The Art of Surveillance
One of the tools that investigators have that is essential to many investigations is conducting covert surveillance operations. Since most of the activities people are involved with that warrant hiring a private investigator are intended to remain secret, it’s sometimes necessary to observe and document those activities and bring them to the light of day.
In my career as a Federal Agent, I received extensive training and experience in various surveillance techniques. Conducting surveillance by government agencies can be accomplished by using sophisticated electronic equipment, satellites, overhead aircraft and/or drones and unlimited manpower and resources. For those of us who used to be in law enforcement, we miss the days of having dozens of colleagues who could assist in a surveillance operation and be there in case things turned ugly and there was a need to call in the Calvary. But when most of us enter the world of private investigation, that fantasy world no longer exists. Resources are limited by the amount of money the client has available to spend. In addition, the laws pertaining to privacy are much different in the PI world than available in the law enforcement world. It can be challenging to locate the subject of the investigation and document their activities covertly, within the laws of the jurisdiction you’re located and within budget.
The Real World of Private Investigating
One of the most challenging and sometimes frustrating aspect of my job as a private investigator is educating potential clients on the real world of surveillance versus the Hollywood version that they have come to believe after many years of watching actors portraying private investigators. In Hollywood, PI’s can break into hotel rooms or sneak electronic listening devices or video recorders in any place their needed. A cell phone can be traced or hacked in minutes without the unsuspecting owner ever knowing his conversations are being recorded. Of course, in the real world none of this is legal.
A recent news story is a great example of how little can be done legally and technologically with cell phone. Do you think if the FBI could have simply gained access to the San Bernardino terrorist’s cell phone without involving Apple, that such a big stir would have been made that dominated the news worldwide for weeks? Of course not. If the Federal Bureau of Investigation has to hire an Israeli company, using the most sophisticated methods available, to hack into a cell phone, how is the average private investigator going to do the same thing?
Surveillance is an Art
A well run surveillance operation can yield important information that can break a case wide open. But it can also be very difficult and sometimes a waste of time. One of the classic mistakes an investigator makes is in prematurely believing his cover has been blown and the surveillance was ruined. Many times in my law enforcement career I would think I had been made and that the suspect we were following had looked me straight in the eye. Or that the u-turn the suspect made in the middle of the street was a “heat run” to see if he is being followed. Later as we interviewed the suspect in jail, and asked him about seeing us following him, he would say, no, I never knew I was being followed. I just turned around because I forgot something.

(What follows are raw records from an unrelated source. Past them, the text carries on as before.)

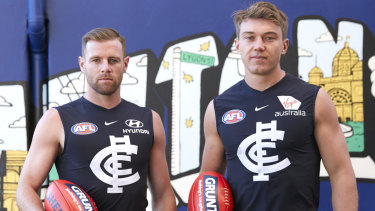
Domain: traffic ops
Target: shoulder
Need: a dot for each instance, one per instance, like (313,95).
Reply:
(134,106)
(230,90)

One thing I tell my infidelity investigative clients is that contrary to what you’ve seen on television, I almost certainly can’t get photos or video of your husband in bed with his girlfriend. However, I probably can get photos of them walking to the hotel from the parking lot and I can get photos of their cars parked there all night when he’s supposed to be in a different city. That may not be as sensational, but as evidence goes, it’s pretty strong.